What exactly do you think that "manufactured on demand" means except overpriced and poorly produced CDRs?
I'll rather wait for something and have it done by a real label that actually cares about their product and customers than have something now available in poor quality and pretty much for the same price.
I didn't read that as soundtracks, I read it as music from the Warner record labels. They have a vast back catalogue, pop & classical.
The original comment does specify "Seems like there's a lot of film scores that would benefit from the WAC model" - film scores in particular... and Warner's comment agrees with that.
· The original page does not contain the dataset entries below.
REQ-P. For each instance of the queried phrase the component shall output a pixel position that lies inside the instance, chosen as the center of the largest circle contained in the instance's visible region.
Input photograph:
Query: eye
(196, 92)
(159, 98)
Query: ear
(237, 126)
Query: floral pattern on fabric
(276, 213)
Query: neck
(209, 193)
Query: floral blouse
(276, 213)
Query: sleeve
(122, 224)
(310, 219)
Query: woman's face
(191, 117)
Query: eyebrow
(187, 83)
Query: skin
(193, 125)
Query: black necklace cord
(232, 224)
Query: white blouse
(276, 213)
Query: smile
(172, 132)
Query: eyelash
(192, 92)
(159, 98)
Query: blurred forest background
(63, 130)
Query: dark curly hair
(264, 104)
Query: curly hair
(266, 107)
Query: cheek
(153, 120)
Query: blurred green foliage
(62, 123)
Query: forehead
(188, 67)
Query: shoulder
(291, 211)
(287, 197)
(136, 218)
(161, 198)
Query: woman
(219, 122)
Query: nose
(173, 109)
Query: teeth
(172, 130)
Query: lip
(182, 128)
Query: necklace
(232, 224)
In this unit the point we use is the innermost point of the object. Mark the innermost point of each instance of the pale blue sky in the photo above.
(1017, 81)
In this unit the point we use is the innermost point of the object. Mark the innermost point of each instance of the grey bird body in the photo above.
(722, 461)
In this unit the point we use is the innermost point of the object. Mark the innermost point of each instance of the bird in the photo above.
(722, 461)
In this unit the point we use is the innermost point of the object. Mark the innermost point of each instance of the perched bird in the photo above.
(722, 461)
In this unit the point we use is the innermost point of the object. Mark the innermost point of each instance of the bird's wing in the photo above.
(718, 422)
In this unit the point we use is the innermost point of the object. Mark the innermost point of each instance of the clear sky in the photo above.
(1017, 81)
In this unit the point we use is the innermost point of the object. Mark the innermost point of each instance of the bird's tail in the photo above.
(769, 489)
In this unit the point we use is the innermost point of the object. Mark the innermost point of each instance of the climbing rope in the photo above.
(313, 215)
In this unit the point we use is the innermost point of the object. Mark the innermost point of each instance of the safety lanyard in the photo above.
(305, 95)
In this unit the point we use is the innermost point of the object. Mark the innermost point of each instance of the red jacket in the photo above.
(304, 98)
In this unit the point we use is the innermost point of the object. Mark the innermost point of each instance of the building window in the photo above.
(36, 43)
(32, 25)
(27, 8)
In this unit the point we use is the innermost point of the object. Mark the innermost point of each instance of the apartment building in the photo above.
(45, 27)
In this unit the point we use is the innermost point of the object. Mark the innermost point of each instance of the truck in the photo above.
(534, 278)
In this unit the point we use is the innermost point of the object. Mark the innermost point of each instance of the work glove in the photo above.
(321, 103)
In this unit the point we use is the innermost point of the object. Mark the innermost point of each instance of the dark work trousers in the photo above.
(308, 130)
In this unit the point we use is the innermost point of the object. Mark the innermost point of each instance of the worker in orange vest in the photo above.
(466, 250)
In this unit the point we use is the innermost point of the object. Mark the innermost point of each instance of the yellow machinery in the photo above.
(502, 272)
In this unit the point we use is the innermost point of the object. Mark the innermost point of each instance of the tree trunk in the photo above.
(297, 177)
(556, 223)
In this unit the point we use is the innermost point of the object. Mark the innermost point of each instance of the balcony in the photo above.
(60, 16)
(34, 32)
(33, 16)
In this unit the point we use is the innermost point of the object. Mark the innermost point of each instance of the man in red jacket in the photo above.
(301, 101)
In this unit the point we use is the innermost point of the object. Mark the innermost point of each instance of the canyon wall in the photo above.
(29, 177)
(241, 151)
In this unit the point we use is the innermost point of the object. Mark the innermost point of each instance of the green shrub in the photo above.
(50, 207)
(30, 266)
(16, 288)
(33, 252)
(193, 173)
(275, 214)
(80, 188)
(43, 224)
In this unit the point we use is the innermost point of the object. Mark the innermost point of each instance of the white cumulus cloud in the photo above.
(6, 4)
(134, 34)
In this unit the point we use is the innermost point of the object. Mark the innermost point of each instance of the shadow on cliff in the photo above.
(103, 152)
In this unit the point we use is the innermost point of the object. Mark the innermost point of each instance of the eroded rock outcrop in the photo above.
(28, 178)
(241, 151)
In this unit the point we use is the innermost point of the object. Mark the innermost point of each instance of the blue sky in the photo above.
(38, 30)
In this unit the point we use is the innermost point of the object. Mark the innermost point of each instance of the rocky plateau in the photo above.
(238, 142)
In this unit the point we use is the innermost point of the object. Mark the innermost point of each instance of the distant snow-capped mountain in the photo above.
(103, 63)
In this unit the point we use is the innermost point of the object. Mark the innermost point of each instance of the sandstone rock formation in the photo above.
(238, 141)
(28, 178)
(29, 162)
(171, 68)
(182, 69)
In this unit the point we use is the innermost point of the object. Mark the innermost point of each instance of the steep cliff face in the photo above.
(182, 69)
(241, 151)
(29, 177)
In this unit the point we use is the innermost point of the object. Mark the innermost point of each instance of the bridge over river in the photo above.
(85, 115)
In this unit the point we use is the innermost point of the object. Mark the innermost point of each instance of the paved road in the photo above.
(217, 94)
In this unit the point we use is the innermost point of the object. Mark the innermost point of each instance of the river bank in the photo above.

The Warner Archives DVD's I have are quality product. The Amazon CD's on demand I own have been good quality overall.
As long as the music is CD quality, I'm just happy that things are released.
Absolutely. If that's the only way to get unreleased scores, I'm all for it. Expecting pressed CDs for every low-demand soundtrack is just not realistic.
Masterworks Broadway has started releasing things this way--as a download, or as a pressed CD-R. They just released the soundtrack from the 1959 LI'L ABNER film, which hasn't been on CD before.
Am I missing something? Unless Warner Bros. has made a deal with the musicians' union (which is, of course, possible), pressing very small numbers of never-released scores seems a prohibitively expensive proposition. Sure, they could reissue LPs (and out of print CDs), but Warner Bros. is no longer associated with Warner Bros. Records -- that's a completely separate company -- so what back catalogue could they have?
This seems like a natural idea for pre-existing LPs and OOP CDs, although I too wonder what Warner Bros. Pictures has available to them in that regard. As to releasing previously unavailable film music, that would seem to entail a lot of work--the same level of work as our specialty labels now put in to creating a new release. That seems to be a different animal from just transferring previously existing films onto digital.
Great news about the LI'L ABNER soundtrack becoming available. Late last year we got the film version of the stage musical A LITTLE NIGHT MUSIC from the same source. Can we dare hope for the other films-from-stage-musicals to which Columbia Records holds the soundtrack rights--1776 and PORGY AND BESS?
Does this mean we will finally get some Warner Bros. Max Steiner? Waxman? Tiomkin? Roemheld? Deutsch? and? Would love to see Chisum and 60s and 70s WB too.
For Warner soundtrack releases I'd look to La-La Land & Intrada. I can't see Warner bothering, the market is just too tiny, easier to license out titles.